Description, Causes and Risk Factors:
Marden-Walker syndrome is a rare congenital connective tissue disorder. Over 75% of children with MWS have bleharophimosis, small mouth, micrognathia, kyphosis/scoliosis, radioulnar synostose and multiple contractures.
Etiology of MWS is probably heterogeneous. Initially described as a syndrome, this condition is more likely to be the phenotypic expression of various hetregeneous disease and belong to the group II in the classification of arthrogryposis. The report of two affected sibs, with a female presenting a typical Marden-Walker syndrome and a normocephalic male fetus with severe distal arthrogryposis without facial dysmorphism, sugest that Marden-Walker syndrome and isolated distal arthrogryposis may be variable manifestation of the same entity. Unknown congenital myopathy has been suspected to underlie MWS due to muscular involvement, but extensive evaluation of the neuromuscular system failed to identify a primary myopathy in patients with MWS.
Marden-Walker syndrome is inherited as an autosomal recessive trait. The exact genetic malfunction is not yet established but some clinicians believe a single gene defect may be responsible.
Chromosomes, which are present in the nucleus of human cells, carry the genetic information for each individual. Human body cells normally have 46 chromosomes. Pairs of human chromosomes are numbered from 1 through 22, and the sex chromosomes are designated X and Y. Males have one X and one Y chromosome and females have two X chromosomes. Each chromosome has a short arm designated "p" and a long arm designated "q". Chromosomes are further subdivided into many bands that are numbered. For example, "chromosome 11p13" refers to band 13 on the short arm of chromosome 11. The numbered bands specify the location of the thousands of genes that are present on each chromosome.
Genetic diseases are determined by the combination of genes for a particular trait that are on the chromosomes received from the father and the mother.
Recessive genetic disorders occur when an individual inherits the same abnormal gene for the same trait from each parent. If an individual receives one normal gene and one gene for the disease, the person will be a carrier for the disease, but usually will not show symptoms. The risk for two carrier parents to both pass the defective gene and, therefore, have an affected child is 25% with each pregnancy. The risk to have a child who is a carrier like the parents is 50% with each pregnancy. The chance for a child to receive normal genes from both parents and be genetically normal for that particular trait is 25%. The risk is the same for males and females.
All individuals carry a few abnormal genes. Parents who are close relatives (consanguineous) have a higher chance than unrelated parents to both carry the same abnormal gene, which increases the risk to have children with a recessive genetic disorder.
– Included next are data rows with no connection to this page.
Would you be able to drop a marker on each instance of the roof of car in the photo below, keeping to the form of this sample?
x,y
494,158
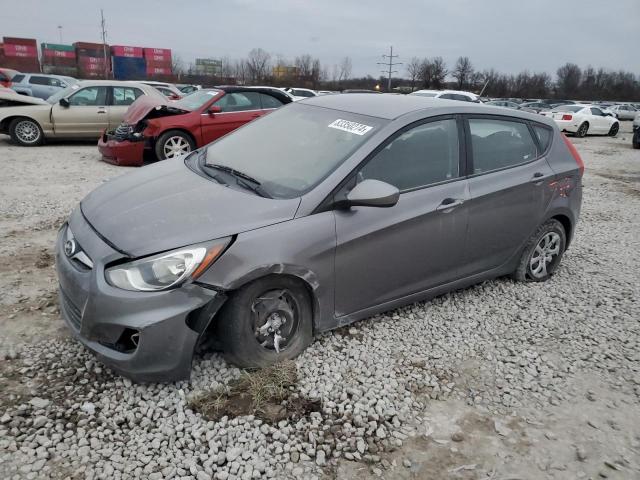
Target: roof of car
x,y
381,106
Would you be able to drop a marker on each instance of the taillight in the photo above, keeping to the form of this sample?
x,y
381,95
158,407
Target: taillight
x,y
574,152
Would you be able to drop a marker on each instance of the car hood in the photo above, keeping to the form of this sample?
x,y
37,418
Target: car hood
x,y
166,205
11,98
148,106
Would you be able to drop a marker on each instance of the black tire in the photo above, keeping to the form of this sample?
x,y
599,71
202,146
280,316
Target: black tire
x,y
525,271
163,142
251,307
26,132
582,130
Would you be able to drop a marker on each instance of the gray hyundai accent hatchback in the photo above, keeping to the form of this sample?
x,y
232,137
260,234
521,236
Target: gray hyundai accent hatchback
x,y
323,212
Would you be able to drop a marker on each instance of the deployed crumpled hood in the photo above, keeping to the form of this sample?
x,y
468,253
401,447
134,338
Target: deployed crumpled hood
x,y
12,98
166,205
145,105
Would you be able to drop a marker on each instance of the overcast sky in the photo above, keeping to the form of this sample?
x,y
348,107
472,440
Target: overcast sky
x,y
508,35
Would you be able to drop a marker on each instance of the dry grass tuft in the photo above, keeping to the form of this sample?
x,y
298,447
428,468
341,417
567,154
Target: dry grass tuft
x,y
268,393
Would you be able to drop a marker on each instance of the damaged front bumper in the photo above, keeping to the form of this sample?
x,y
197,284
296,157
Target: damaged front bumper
x,y
146,336
124,149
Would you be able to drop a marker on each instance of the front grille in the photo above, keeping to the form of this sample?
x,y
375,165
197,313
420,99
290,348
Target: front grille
x,y
72,312
123,131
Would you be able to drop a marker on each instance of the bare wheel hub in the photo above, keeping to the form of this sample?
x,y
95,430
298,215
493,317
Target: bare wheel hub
x,y
545,253
275,319
27,131
175,146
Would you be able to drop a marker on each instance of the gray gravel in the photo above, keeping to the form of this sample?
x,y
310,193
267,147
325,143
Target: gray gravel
x,y
500,348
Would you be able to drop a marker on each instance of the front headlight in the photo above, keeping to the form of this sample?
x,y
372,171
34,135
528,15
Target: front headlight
x,y
165,270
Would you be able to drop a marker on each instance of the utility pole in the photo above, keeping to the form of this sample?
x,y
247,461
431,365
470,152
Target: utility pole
x,y
104,44
390,64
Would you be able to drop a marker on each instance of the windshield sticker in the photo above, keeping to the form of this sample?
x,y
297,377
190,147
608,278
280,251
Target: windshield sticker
x,y
351,127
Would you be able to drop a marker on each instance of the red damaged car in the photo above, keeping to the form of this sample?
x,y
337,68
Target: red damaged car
x,y
168,129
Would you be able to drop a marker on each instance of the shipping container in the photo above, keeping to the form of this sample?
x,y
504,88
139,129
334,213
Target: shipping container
x,y
57,47
124,51
128,68
154,71
59,70
18,50
30,42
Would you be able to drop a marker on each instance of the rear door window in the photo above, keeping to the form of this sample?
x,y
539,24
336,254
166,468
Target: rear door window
x,y
239,102
269,102
498,144
88,97
123,96
423,155
37,80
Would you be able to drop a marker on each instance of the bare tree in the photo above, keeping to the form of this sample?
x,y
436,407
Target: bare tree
x,y
569,76
345,69
304,64
258,64
413,69
462,72
439,72
177,66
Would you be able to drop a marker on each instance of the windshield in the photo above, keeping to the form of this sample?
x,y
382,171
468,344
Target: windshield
x,y
568,108
195,100
424,94
55,98
294,148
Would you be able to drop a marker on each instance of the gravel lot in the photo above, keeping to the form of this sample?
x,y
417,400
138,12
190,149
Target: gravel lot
x,y
500,381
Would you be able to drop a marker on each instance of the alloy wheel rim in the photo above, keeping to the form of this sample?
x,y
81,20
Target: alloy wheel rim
x,y
27,131
545,255
175,146
583,130
275,319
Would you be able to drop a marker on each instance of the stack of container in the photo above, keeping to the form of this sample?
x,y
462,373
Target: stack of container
x,y
158,62
92,61
128,63
20,54
59,59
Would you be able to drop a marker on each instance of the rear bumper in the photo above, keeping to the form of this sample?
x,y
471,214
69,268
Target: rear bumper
x,y
121,152
167,324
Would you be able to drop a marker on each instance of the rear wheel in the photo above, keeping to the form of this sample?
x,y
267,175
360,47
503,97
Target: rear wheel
x,y
26,132
582,130
266,321
174,143
542,253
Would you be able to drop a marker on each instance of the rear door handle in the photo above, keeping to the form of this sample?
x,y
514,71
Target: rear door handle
x,y
540,177
449,203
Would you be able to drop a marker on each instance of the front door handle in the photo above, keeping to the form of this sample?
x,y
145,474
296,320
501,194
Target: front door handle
x,y
449,203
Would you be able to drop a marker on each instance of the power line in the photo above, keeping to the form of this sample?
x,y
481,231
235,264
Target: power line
x,y
104,44
390,64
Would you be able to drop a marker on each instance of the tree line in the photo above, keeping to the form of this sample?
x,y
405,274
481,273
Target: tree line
x,y
570,81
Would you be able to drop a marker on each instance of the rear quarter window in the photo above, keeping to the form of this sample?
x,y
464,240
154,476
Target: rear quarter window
x,y
498,144
544,136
Since 1966, about 30 cases of Marden-Walker Syndrome have been reported.
Disease course is always characterized by failure to thrive and psychomotor retardation. Mental retardation remains severe, whereas contractures are not progressive and decreases with advancing age and physiotherapy. Nevertheless, the natural history of MWS is not well-known. Many patients died in infancy and clinical follow-up has only been reported in few surviving adult patients. Moreover, diagnosis may be more difficult to establish in adult patients, blepharophimosis, contractures, growth retardation and developmental delay persist, whereas minor face anomalies are less noticeable as the patient grows older. Behavior changes from kindness in childhood to restlessness, hyperactivity, and aggressiveness in adolescence.
The differential diagnosis is relatively limited encompassing 2 other symptoms: Freeman-Sheldon syndrome and Schwartz Jampel syndrome, which share some features of MWS, although they are usually both associated with normal mental development. Moreover, Freeman-Sheldon is characterized by the absence of joint contractures, which are progressive and not present at birth in Schwartz Jampel syndrome. Many children of the series described with the diagnosis of Pseudo trisomy 18 match diagnostic criteria suggested by Williams and are probably MWS. Presence of some symptoms such as myotomy should rule out MWS.
No specific therapies are available. Treatment involves supportive care, including use of dietary therapy and anticonvulsant drugs, when necessary. Contractures may also benefit from physical therapy.
NOTE: The above information is for processing purpose. The information provided herein should not be used during any medical emergency or for the diagnosis or treatment of any medical condition.
DISCLAIMER: This information should not substitute for seeking responsible, professional medical care.